The National Biodiesel Board is working diligently to ensure that the quality of biodiesel fuels is kept at a high level. Since biodiesel can have problems with gelling at cold temperature if it's not well refined, the NBB and the National Renewable Energy Laboratory have been funding a national fuel quality testing program. The test program found that between November 2005 and July 2006, one-third of the samples checked were out of spec. The incomplete processing that caused these test failures resulted in fuel filter clogging problems last winter in Minnesota.

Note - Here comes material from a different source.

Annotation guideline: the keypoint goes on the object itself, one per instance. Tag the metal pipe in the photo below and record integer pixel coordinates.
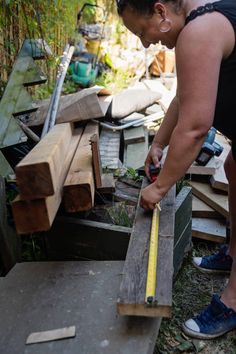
(59, 88)
(47, 119)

The biodiesel industry has been growing at a tremendous rate in the past couple of years and as the industry's trade organization, NBB wants to make sure that consumers have a good experience with their product. If drivers experience damage to their vehicles caused by bad fuel, they'll start avoiding biodiesel. It's in the industry's best interest to ensure that customers have a positive experience. To help ensure fuel quality, NBB has encouraged producers to get BQ-9000 certified. BQ-9000 is a quality control standard for biodiesel producers. Last year there were three accredited producers and now their are seventeen, representing 40 percent of the domestic industry.

To help avoid problems this winter, NBB has issued a winter weather advisory to fleet managers, distributors and consumers of bio-diesel. This involves recommendations to work with reputable suppliers, to buy fuel only from BQ-9000 accredited producers, and to report out of spec fuels.